Defining callback transform function

def transform(data, label):
    return nd.transpose(data.astype(np.float32), (2, 0, 1))/255, label

Defining batch size and number of nodes in o/p layer

batch_size = 5
num_outputs = 2

Load training and test data

train_data = mx.gluon.data.DataLoader(mx.gluon.data.vision.ImageFolderDataset("/somepath/train", 0, transform), batch_size, shuffle=True)
test_data = mx.gluon.data.DataLoader(mx.gluon.data.vision.ImageFolderDataset("/somepath/test", 0, transform), batch_size, shuffle=False)

Define CNN using gluon.nn

neural_net = gluon.nn.Sequential()
num_fc = 512

with neural_net.name_scope():
    neural_net.add(gluon.nn.Conv2D(channels=20, kernel_size=5, activation='relu'))
    neural_net.add(gluon.nn.MaxPool2D(pool_size=2, strides=2))
    neural_net.add(gluon.nn.Conv2D(channels=50, kernel_size=5, activation='relu'))
    neural_net.add(gluon.nn.MaxPool2D(pool_size=2, strides=2))
    neural_net.add(gluon.nn.Flatten())
    neural_net.add(gluon.nn.Dense(num_fc, activation="relu"))
    neural_net.add(gluon.nn.Dense(num_outputs))

Initialize params, loss fn, and trainer object

neural_net.collect_params().initialize(mx.init.Xavier(magnitude=2.24), ctx=ctx)
cross_entropy = gluon.loss.SoftmaxCrossEntropyLoss()
trainer = gluon.Trainer(neural_net.collect_params(), 'adadelta')

Training Loop

total_time = 0
for e in range(2):
    tick = time.time()
    for idx, (dpoint, label) in enumerate(train_data):
        data = dpoint.as_in_context(ctx)
        label = label.as_in_context(ctx)

        with autograd.record():
            output = neural_net(data)
            loss2 = cross_entropy(output, label)

        loss2.backward()    
        trainer.step(data.shape[0])
    tock = time.time()
    print("Epoch %s. Took %s seconds to train" %(e, tock-tick))
    total_time += tock-tick
print("Total training time: %s" %(total_time))

Measuring accuracy

acc = mx.metric.Accuracy()
for idx, (data, label) in enumerate(test_data):
    something = data.as_in_context(ctx)
    something_label = label.as_in_context(ctx)

    output2 = neural_net(something)
    predictions = nd.argmax(output2, axis=1)

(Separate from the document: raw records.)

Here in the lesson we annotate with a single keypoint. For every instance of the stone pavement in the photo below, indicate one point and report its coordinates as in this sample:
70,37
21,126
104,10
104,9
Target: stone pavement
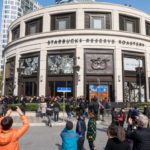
38,121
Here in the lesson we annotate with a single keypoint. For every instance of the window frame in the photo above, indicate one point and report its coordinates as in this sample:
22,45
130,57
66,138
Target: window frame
16,33
147,25
38,23
66,18
92,16
123,19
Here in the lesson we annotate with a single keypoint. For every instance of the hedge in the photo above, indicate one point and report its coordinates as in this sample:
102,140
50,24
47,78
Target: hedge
29,106
34,106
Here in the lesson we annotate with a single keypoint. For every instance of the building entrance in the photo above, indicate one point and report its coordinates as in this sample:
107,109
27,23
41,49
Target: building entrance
100,91
56,88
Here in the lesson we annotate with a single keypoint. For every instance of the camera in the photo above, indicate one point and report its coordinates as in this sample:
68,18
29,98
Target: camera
13,108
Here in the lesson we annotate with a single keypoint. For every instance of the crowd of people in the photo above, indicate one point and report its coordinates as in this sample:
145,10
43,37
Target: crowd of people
136,135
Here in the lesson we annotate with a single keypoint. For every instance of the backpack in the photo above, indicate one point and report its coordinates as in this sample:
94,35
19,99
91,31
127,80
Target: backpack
121,134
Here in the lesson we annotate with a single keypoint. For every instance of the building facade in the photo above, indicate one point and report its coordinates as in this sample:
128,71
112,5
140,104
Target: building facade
11,10
76,49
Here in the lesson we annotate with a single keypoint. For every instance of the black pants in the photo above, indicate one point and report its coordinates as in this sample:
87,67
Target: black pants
91,145
49,120
56,116
81,144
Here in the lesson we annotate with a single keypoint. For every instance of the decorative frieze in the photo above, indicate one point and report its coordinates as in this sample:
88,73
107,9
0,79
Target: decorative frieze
95,41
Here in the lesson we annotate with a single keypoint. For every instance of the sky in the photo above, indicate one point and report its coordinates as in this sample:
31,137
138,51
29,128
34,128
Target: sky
139,4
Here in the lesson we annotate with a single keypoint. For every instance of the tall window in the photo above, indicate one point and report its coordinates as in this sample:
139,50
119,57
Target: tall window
148,28
63,21
34,26
129,24
16,33
97,22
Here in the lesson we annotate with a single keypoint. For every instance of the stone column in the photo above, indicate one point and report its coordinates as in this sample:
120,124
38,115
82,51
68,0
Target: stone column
147,73
4,76
22,29
46,22
10,36
115,20
79,88
142,26
80,19
42,70
118,75
16,75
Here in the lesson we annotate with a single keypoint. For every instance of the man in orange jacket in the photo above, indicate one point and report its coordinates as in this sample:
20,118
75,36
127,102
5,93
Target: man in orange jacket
9,137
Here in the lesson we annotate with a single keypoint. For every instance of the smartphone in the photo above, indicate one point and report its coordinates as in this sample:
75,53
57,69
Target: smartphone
13,108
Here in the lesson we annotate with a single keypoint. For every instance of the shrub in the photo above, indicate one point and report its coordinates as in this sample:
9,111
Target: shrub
29,106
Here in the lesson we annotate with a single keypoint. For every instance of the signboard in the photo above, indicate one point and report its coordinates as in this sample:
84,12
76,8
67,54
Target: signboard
64,89
130,64
99,91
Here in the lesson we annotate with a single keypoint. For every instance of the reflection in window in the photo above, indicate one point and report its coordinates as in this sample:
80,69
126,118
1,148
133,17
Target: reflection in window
129,26
97,22
60,64
34,26
131,92
15,33
32,29
29,65
63,23
10,69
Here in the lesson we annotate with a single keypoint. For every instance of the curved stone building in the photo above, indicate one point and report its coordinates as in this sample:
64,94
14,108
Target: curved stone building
90,49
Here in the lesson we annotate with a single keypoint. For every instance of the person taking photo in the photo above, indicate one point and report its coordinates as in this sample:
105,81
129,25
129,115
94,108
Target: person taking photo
9,137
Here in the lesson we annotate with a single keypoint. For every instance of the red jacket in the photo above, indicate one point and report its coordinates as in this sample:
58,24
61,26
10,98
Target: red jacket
9,140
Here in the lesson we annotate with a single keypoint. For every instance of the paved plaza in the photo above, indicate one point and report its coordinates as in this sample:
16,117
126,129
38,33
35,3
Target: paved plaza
46,138
42,137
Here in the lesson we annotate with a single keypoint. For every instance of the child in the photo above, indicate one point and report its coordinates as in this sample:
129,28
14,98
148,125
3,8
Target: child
91,131
81,129
69,137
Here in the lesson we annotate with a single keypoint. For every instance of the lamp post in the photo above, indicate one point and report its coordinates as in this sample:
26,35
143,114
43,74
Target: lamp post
20,77
98,81
139,70
76,69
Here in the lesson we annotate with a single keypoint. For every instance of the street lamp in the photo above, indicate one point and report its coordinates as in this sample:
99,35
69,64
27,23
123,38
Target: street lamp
139,71
76,69
20,76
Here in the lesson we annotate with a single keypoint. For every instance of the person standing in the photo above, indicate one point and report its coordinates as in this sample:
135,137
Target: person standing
43,107
69,137
49,113
81,129
114,142
56,108
139,134
91,131
9,137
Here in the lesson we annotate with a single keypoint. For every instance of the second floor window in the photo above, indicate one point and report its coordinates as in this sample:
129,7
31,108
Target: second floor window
63,21
129,24
16,33
148,28
97,22
34,26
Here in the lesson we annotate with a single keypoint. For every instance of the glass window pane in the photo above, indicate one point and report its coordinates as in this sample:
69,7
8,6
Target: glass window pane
97,22
129,26
32,29
62,24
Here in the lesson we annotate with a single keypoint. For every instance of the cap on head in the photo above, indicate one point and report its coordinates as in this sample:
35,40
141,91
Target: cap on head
6,123
69,125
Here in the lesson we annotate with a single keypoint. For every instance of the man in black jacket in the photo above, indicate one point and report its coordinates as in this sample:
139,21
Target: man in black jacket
139,135
114,143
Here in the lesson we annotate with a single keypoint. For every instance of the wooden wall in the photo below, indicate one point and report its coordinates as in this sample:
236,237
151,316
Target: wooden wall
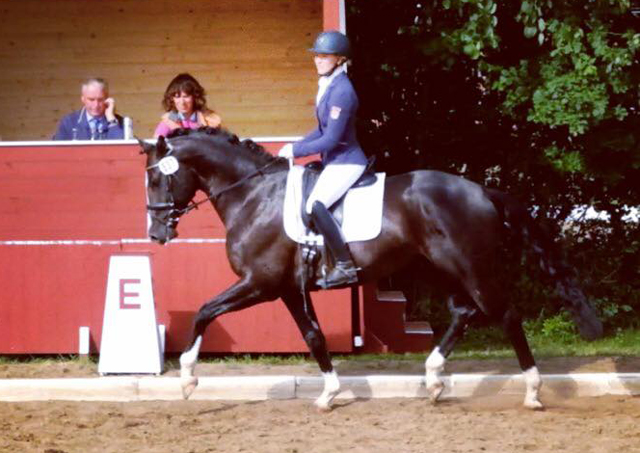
250,55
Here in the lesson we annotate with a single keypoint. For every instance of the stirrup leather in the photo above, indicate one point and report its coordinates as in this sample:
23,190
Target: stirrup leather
343,273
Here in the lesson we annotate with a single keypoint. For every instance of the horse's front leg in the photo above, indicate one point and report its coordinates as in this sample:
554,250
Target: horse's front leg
461,314
307,322
241,295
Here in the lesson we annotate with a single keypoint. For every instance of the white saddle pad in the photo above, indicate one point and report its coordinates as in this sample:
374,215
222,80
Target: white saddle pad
362,212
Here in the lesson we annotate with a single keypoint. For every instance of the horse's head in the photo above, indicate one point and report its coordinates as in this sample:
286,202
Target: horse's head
171,184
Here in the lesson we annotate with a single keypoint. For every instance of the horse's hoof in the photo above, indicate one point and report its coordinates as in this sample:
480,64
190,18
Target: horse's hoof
323,407
189,384
434,391
534,405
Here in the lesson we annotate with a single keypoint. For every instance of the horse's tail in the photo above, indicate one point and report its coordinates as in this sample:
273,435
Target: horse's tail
549,255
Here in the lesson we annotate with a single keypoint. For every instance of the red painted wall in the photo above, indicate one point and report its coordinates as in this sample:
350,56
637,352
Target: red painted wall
93,197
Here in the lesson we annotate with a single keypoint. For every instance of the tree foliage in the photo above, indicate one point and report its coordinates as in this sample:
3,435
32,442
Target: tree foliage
536,97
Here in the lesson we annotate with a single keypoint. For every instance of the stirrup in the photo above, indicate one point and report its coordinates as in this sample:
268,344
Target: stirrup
344,273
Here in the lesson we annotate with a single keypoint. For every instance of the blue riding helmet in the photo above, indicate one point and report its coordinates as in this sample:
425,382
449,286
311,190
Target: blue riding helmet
333,43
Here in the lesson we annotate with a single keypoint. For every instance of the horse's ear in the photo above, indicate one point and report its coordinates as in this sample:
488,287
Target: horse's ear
145,148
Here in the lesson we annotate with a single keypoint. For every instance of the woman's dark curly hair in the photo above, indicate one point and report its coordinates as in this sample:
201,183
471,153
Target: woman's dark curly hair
188,84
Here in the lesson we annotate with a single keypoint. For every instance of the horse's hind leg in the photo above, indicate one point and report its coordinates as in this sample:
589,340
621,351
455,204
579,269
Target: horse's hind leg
512,325
307,321
461,315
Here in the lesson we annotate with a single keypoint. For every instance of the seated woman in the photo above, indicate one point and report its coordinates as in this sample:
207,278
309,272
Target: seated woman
186,106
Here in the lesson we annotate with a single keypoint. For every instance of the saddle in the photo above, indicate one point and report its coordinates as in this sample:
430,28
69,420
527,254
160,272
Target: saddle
310,176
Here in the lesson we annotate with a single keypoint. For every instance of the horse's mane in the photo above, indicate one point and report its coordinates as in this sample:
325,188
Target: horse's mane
225,136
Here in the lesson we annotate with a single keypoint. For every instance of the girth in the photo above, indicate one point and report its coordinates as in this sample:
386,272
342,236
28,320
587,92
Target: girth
310,176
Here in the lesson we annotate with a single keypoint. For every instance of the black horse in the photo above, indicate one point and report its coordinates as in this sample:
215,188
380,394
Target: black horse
457,226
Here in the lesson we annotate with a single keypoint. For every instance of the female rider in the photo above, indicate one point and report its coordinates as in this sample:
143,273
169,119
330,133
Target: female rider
335,140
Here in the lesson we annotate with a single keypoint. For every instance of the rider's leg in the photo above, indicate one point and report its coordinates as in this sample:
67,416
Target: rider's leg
333,182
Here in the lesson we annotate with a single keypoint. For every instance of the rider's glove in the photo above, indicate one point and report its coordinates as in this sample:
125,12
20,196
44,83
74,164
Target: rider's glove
286,151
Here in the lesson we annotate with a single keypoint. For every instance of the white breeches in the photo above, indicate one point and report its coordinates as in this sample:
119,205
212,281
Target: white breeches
333,183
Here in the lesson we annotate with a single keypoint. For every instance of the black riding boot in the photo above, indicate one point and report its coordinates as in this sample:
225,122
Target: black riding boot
344,271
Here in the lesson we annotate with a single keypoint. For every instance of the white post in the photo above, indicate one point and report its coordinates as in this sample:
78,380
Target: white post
130,335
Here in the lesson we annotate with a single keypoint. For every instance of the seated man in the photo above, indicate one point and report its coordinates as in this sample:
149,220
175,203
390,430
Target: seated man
96,120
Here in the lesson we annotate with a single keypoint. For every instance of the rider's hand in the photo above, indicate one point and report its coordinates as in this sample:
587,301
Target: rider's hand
286,151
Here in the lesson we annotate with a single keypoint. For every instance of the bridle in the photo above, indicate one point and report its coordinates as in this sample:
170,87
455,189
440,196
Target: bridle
175,213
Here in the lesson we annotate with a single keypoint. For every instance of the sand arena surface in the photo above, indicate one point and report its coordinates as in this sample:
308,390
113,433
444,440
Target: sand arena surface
495,424
581,425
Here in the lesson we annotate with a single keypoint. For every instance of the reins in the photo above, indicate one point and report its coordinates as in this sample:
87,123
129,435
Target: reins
176,213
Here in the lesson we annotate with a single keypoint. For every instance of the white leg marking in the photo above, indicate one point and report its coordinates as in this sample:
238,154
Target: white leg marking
533,383
331,389
188,360
434,367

    acc.update(predictions, something_label)
print(acc.get()[-1])

Solution

Your network might be taking a long time to compute the forward and backward passes through the data. I tracked down the perceived unresponsiveness to the acc.update call (a little later than neural_net(...)). Digging deeper into this function, we're waiting for nd.asnumpy to resolve.

Confusion lies with the fact that MXNet NDArray computations are asynchronous. All the training forward/backward pass operations appear to resolve instantly but are in fact added to a queue to processing. It's only when data is brought back into the python process (via nd.asnumpy) that you have to wait for the relevant operations to finish. And this happens for the first time in acc.update.

Another way of benchmarking performance of certain code blocks is to use mx.nd.waitall() which blocks the code until the computation queue is empty. Adding this to your training cycle, you can see that it takes much longer than it initially appears.

Using a GPU would likely help this apparent unresponsiveness.